Tribunal Upholds 10-Year DQ For Baiting Offences
THE Racing Appeals Tribunal has dismissed the appeal lodged by Holly Speed for luring and baiting offences dating back to September 2020.
13 December 2021
THE NSW Racing Appeals Tribunal has dismissed the appeal lodged by trainer Holly Speed for luring and baiting offences.
In October, Greyhound Welfare & Integrity Commission (GWIC) stewards handed Speed two 10-year disqualifications for being in possession of two rabbit carcasses where one was used as a lure to excite or entice a greyhound to pursue it.
The rabbit carcasses were found at a routine GWIC inspection of Speed’s kennels on September 8, 2020 at which time she was placed under interim-suspension by the commission.
GWIC engaged the services of Dr.
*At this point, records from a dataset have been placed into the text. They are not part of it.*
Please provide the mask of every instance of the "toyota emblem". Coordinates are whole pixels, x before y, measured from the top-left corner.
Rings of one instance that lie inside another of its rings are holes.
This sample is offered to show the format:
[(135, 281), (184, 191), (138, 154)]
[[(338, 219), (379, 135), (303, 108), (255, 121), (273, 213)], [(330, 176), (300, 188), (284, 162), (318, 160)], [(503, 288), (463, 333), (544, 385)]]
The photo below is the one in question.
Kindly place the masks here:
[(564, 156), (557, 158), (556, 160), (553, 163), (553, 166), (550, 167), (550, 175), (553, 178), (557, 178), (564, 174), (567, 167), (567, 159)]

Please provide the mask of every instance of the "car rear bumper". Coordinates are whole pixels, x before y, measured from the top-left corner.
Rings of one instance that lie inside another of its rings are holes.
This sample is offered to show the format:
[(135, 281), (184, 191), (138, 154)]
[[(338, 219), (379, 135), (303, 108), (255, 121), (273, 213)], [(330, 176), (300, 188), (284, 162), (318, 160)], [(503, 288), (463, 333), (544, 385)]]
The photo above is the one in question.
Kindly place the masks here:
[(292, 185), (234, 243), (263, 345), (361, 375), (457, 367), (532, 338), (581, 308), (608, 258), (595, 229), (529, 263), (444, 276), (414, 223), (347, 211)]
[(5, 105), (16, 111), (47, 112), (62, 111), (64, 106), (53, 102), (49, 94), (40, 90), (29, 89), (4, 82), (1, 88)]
Lydia Tong from Taronga Wildlife Hospital to examine the two rabbit carcasses who determined there was evidence that one of the two carcasses had been used as a lure.
Speed pleaded not guilty to all charges and after being handed 10-year disqualifications for two charges challenged the ruling with the Appeals Tribunal.
But that action proved futile with Judge Armati dismissing the appeal last Wednesday which will see Speed serve a 10-year disqualification, the minimum under the rules for lure and baiting offences.
After news that the appeal had been dismissed, GWIC CEO Steve Griffin, reaffirmed the commission’s commitment to protecting the reputation of the industry.
“While matters like this are very rare in the industry, GWIC will continue to protect the welfare of greyhounds and the integrity of the sport with a firm but fair regulatory approach,” Griffin said.
“This disqualification is amongst the highest periods of disqualification imposed by GWIC, which is a reflection on both the severity of the breach and how seriously we take our role in protecting the welfare and integrity of the industry.
“The independent Racing Appeals Tribunal has upheld GWIC’s decision at a recent hearing, proving that this was an extremely serious matter that was dealt with appropriately.”
Griffin said this recent decision is a stern reminder that possessing animals or animal carcasses will be met with significant periods of disqualification.
“After significant adversity, this industry has pulled together and worked hard to build a professional reputation with some of the highest animal welfare standards in the country,” Griffin said.
“I commend all within the industry who continue to do the right thing. GWIC will continue to work with them to protect the integrity of the sport and ensure anyone who chooses to risk that is penalised appropriately.”